Thursday 16 August 2007

The Long Shadow of Entryism

In the 1970s and 1980s, one of Britain’s principal political parties was afflicted with a highly organised campaign of entryism by elements entirely alien it.

No, not the Militant Tendency. That was far smaller even than other Trotskyist organisations at the time, it barely existed outside the Liverpool area, it never stood the slightest realistic chance of actually taking over the Labour Party, and its members did at least go to the trouble of joining that party.

I’m talking about Ralph Harris, who sat as a Crossbencher even after Margaret Thatcher gave him a peerage. I’m talking about Arthur Seldon, a lifelong Liberal. I’m talking about Oliver Smedley, Vice-President of the Liberal Party and five times a Liberal parliamentary candidate in the 1950s and 1960s. And so forth.

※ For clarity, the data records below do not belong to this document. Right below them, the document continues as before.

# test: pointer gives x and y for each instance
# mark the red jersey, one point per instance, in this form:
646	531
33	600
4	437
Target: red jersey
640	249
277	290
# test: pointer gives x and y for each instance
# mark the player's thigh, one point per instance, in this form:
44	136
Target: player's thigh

Lurking behind all of this is the figure of Alderman Alfred Roberts, Thatcher’s father and the defining influence on her political thought. Amid the debris of the Liberal Party after the First World War, he sat for decades as an Independent, and never joined the Tories to his dying day. For the very good reason that he wasn’t a Tory. And nor was his daughter.

Of course, there really is a unifying tradition, which has come down from the ultraconservative Colbert through the Liberal Keynes via FDR, which has come down from the ultraconservative Bismarck through the Liberal Beveridge, which was epitomised by Lloyd George in his heyday, and which flowered must fully in government under Attlee.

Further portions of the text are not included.